I'd never met Bill before Thursday night, but it couldn't have been more than five minutes into the conversation before he had me howling with laughter over his stories. I'm sure there were several people looking on with concern as I'm bent over in the middle of a street on the UT campus trying to catch my breath, but it was merely because I'd just heard the punchline on a story that involved a deer, a rifle, a Peugeot, a deaf-mute, the President of the United States and a pair of pajamas. And it was all true.
Though he retired from the show a few years ago, ACL is still "Bill's show" in many ways, as was evident when we entered Studio 6A and everyone came up to talk to him. Not wanting to intrude on any reunions, I wandered into the audience area and climbed up the bleachers to get a quick glimpse around the studio, with it's famed faux skyline wrapping around three walls and the fake foliage through which many a long shot has been focused.
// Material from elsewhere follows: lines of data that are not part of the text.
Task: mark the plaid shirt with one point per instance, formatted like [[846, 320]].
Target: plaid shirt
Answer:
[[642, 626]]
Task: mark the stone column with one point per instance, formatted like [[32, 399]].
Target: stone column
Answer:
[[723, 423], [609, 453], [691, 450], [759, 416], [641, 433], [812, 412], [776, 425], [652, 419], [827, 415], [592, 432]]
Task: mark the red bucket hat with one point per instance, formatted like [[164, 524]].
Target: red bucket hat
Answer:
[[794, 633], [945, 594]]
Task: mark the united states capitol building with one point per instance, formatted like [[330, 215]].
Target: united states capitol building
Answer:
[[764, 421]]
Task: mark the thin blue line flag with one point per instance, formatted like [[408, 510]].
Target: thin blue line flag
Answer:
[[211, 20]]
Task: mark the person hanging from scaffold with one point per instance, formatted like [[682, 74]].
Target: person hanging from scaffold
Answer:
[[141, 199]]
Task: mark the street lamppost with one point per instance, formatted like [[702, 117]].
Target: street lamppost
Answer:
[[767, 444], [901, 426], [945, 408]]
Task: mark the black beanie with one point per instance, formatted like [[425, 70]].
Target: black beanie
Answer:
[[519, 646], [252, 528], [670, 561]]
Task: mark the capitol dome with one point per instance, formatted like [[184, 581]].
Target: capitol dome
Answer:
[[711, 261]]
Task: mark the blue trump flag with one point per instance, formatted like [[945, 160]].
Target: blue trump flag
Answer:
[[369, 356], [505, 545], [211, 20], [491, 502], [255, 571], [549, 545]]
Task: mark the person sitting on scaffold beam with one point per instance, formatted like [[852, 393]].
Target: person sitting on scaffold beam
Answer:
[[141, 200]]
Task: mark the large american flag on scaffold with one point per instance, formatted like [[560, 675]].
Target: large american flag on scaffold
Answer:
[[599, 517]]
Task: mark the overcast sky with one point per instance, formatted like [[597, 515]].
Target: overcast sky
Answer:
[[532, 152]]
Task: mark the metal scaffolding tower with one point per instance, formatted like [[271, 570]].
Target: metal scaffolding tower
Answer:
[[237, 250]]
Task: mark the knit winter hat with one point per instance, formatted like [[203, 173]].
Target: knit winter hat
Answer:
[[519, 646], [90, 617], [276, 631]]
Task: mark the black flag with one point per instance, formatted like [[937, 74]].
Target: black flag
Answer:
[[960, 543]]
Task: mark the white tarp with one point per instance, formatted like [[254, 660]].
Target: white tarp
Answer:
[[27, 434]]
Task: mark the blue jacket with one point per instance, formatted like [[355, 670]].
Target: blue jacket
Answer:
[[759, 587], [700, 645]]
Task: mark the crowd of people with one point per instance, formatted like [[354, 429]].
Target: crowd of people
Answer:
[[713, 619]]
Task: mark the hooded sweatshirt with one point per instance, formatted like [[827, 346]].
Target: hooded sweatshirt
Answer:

(As I told Laura later, I had this very palpable memory from when I was a kid of thinking, "Where did they find someplace in Austin where they could shoot a music show outside?" Ah, the innocence of youth...)
Here's the place where it gets weird, where you wonder if the cosmic forces (take your pick) just want your brain to get turned sideways to see how you'll react. As I'm looking around the room and as people start to file in and fill the seats and the SRO area on the floor, a guy roughly my age, dressed fairly "industry-casual," and his wife take their places across the aisle from me.
I swear I know him from somewhere, but what with my penchant for being bad with names and faces together, I can't pull it out of the mental database. Well, mainly because I'm trying to place him from Nashville.
Just before the show starts (special guest: Crowded House, which I'll touch on in a minute), he leans across the aisle and asks, "Is your name Lance?" which is, oddly enough, the name mine most often gets confused for, but at least it tells me we have indeed met before.
I correct him, shake his hand, and he replies, "I don't know if you remember me, but my name is Brandon Laird." And the room started to spin, not only because here was a guy I went to college with, was on the college newspaper staff with, and hadn't seen in 17 years, but also because, I kid you not, I Googled his name the day before on a complete and total whim.
And so the displacement came full circle, but in a very cool way. Brandon and his wife, a Ph.D. in music who has written a book on the Louisiana Hayride and is working on one on ACL, are in town to bridge both festival and TV show (they're doing a boatload of tapings with all these great bands in town...when I heard the lineup, I thought "Screw the festival, I'm hangin' out here. It's air conditioned.").
So I sat in this television studio I've glanced at since childhood, across an aisle from a man with whom I spent a few late nights in our nascent pre-professional days, next to a woman I've known for a decade-plus (alongside the new man in her life), listening to recently reformed band from the other side of the world. And feeling completely at home.
Emptying the notebook from Day Zero:
- Crowded House was on it last night. They're tight, the songs new and old sound great, and clearly they're enjoying being back together (minus Tim Finn, sadly.) However, "Something So Strong"? Nowhere to be found on the ACL set list, which left me feeling a tad incomplete.
- The folks at ACL TV know what they're doing. Granted they've had 33 years to tweak it to high heaven, but they do something in Studio 6A that's incredibly rare: they mix sound that sounds good both on television and in the room. OK, it's a controlled environment to be sure, but holy crap did it sound good live, plenty of punch and thump but absolutely none of the trademark CH jangle was lost. Neil Finn's vocals were crisp and clean, and nothing overpowered anything else. Kudos to the sound guys.
- Remember this one word: Ashes. But you're gonna have to ask me in person what it means.
- Projected weather for all three days of ACL Fest: 93 and sunny. I'm gonna be parbroiled when it's all said and done.